In deze zaak heeft het Gerechtshof Arnhem-Leeuwarden op 29 oktober 2015 uitspraak gedaan in hoger beroep over de wijziging van partneralimentatie en de terugbetalingsverplichting van de vrouw aan de man. De man had eerder alimentatie betaald aan de vrouw, maar stelde dat hij vanaf 1 januari 2010 geen draagkracht meer had om deze betalingen voort te zetten. Het hof oordeelde dat de man met ingang van deze datum geen bijdrage meer hoefde te betalen, omdat hij geen financiële middelen had. De vrouw had echter in de periode daarvoor wel alimentatie ontvangen en de man vorderde terugbetaling van de teveel betaalde bedragen, die hij op € 99.482,79 had geschat.
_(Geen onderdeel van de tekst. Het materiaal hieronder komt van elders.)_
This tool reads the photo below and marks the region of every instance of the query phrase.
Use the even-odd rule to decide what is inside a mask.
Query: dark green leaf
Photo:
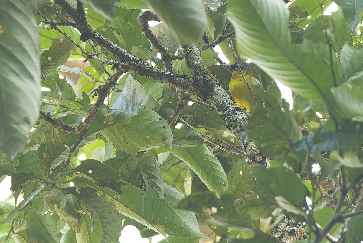
[[[66,37],[53,39],[49,50],[40,55],[42,75],[49,73],[52,70],[66,63],[73,50],[73,44]]]
[[[236,29],[239,53],[299,94],[334,103],[329,94],[334,86],[334,79],[326,62],[330,60],[329,47],[321,43],[314,46],[308,41],[293,44],[285,3],[281,0],[268,3],[228,1],[227,14]],[[339,66],[336,59],[333,62],[334,66]],[[340,78],[338,74],[335,74]]]
[[[72,243],[76,242],[76,237],[77,235],[76,232],[71,229],[62,236],[60,243]]]
[[[150,28],[158,37],[163,46],[166,48],[168,52],[172,54],[175,53],[179,43],[164,23],[160,23],[154,26],[150,26]]]
[[[156,190],[160,198],[163,199],[163,175],[156,158],[151,153],[146,152],[138,158],[140,170],[145,174],[149,184]]]
[[[301,129],[284,100],[282,109],[276,103],[270,104],[266,108],[259,106],[252,114],[247,126],[248,136],[266,155],[278,160],[295,161],[291,146],[302,137]]]
[[[166,233],[171,235],[207,238],[199,231],[194,213],[171,205],[182,198],[183,195],[170,186],[165,185],[164,187],[163,199],[150,186],[146,189],[142,210],[145,218],[154,225],[162,225]]]
[[[363,220],[363,215],[359,214],[353,216],[348,221],[345,240],[347,242],[360,242],[363,240],[363,232],[359,227]]]
[[[77,242],[99,243],[102,242],[103,234],[99,220],[91,222],[89,217],[81,214],[79,232],[77,233]]]
[[[113,17],[115,4],[118,0],[82,0],[95,11],[108,18]]]
[[[0,176],[4,175],[9,175],[16,171],[15,167],[11,163],[0,161]]]
[[[319,129],[296,143],[293,148],[297,151],[302,149],[310,153],[317,149],[324,152],[350,147],[362,136],[363,127],[360,123],[351,122],[349,120],[344,121],[343,124],[342,128],[337,131]]]
[[[131,9],[147,8],[142,0],[122,0],[120,3],[117,3],[116,5]]]
[[[355,27],[360,23],[361,19],[360,8],[363,6],[362,0],[333,0],[343,9],[344,18],[352,33],[355,31]]]
[[[79,171],[93,178],[103,186],[121,193],[121,188],[125,185],[116,170],[105,164],[92,159],[85,160],[73,170]]]
[[[121,95],[112,106],[112,108],[122,110],[137,114],[139,108],[146,107],[155,111],[160,107],[159,102],[138,82],[129,75]]]
[[[40,215],[32,210],[26,215],[26,235],[30,242],[58,242],[57,223],[49,214]]]
[[[11,157],[24,147],[39,116],[40,50],[32,14],[34,3],[5,1],[0,5],[0,149]]]
[[[144,1],[167,25],[182,44],[193,44],[199,41],[207,24],[207,14],[201,1],[198,0]]]
[[[227,190],[225,173],[205,144],[197,147],[174,147],[171,151],[188,165],[210,190],[220,195]]]
[[[306,206],[305,197],[309,196],[310,193],[293,172],[282,166],[267,169],[256,165],[252,169],[252,174],[257,180],[256,191],[260,198],[273,200],[269,195],[259,192],[262,192],[261,190],[270,190],[280,207],[291,211],[291,209],[286,207],[289,205],[283,203],[283,198],[299,210],[300,213],[302,212],[301,208]]]
[[[97,195],[95,189],[89,188],[83,188],[80,194],[74,191],[72,194],[77,197],[89,207],[91,220],[97,217],[101,223],[103,230],[102,240],[105,242],[116,242],[120,237],[122,228],[121,219],[115,205],[108,201],[103,195]],[[83,228],[81,223],[81,228]],[[80,230],[79,233],[81,232]]]
[[[101,133],[114,148],[132,153],[172,143],[172,134],[167,123],[152,110],[140,107],[131,123],[111,125]]]
[[[81,215],[74,210],[74,209],[69,203],[67,203],[65,207],[62,208],[56,205],[54,208],[59,217],[66,223],[76,233],[79,232]]]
De vrouw betwistte de terugbetalingsverplichting en stelde dat zij niet in staat was om de ontvangen alimentatie terug te betalen. Ze gaf aan dat ze als zelfstandige onvoldoende inkomen had en dat haar financiële situatie niet toeliet om grote bedragen terug te betalen. Het hof heeft de argumenten van beide partijen zorgvuldig gewogen en geconcludeerd dat het redelijk was dat de vrouw € 30.000,- zou terugbetalen aan de man. Dit bedrag zou haar in staat stellen om een deel van haar pensioenvoorziening te behouden, terwijl het de man zou helpen om zijn schulden af te lossen. De proceskosten werden gecompenseerd, waarbij iedere partij zijn eigen kosten droeg en de helft van de kosten van het deskundigenonderzoek werd gedeeld.
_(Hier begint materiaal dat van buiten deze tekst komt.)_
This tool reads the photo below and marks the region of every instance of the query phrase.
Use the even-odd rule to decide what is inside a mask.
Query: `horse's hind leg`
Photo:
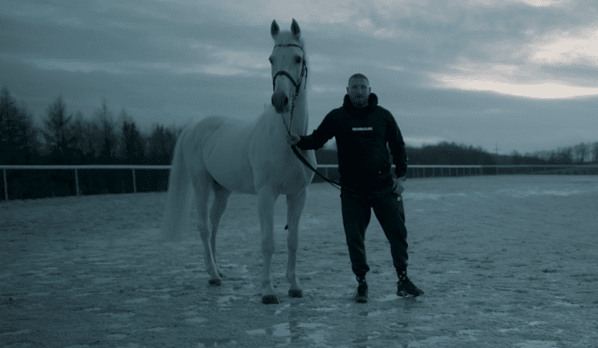
[[[297,261],[297,246],[299,244],[299,219],[305,206],[307,188],[296,195],[287,195],[287,220],[288,223],[288,263],[287,265],[287,279],[291,283],[288,295],[291,297],[303,297],[303,291],[297,280],[295,266]]]
[[[193,187],[195,190],[195,199],[197,200],[197,228],[205,251],[205,270],[210,275],[210,285],[220,286],[222,279],[218,274],[214,260],[212,247],[212,227],[208,220],[208,200],[210,198],[210,184],[212,178],[207,170],[201,170],[198,174],[192,176],[192,180]]]
[[[218,265],[218,260],[216,260],[216,233],[218,232],[218,227],[220,223],[220,218],[222,217],[224,211],[227,209],[228,197],[230,197],[232,191],[220,185],[215,180],[212,181],[212,187],[214,190],[214,202],[212,204],[212,210],[210,211],[210,221],[212,221],[212,238],[210,242],[212,244],[212,253],[214,258],[214,263],[216,264],[216,269],[218,270],[218,274],[224,278],[222,269]]]

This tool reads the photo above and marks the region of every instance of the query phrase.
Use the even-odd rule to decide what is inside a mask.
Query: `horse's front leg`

De beslissing van het hof houdt in dat de alimentatieverplichting van de man met terugwerkende kracht op nihil wordt gesteld en dat de vrouw een terugbetalingsverplichting van € 30.000,- aan de man heeft. De beschikking is uitvoerbaar bij voorraad verklaard, wat betekent dat de vrouw direct moet voldoen aan de terugbetalingsverplichting, ongeacht eventuele hoger beroep procedures.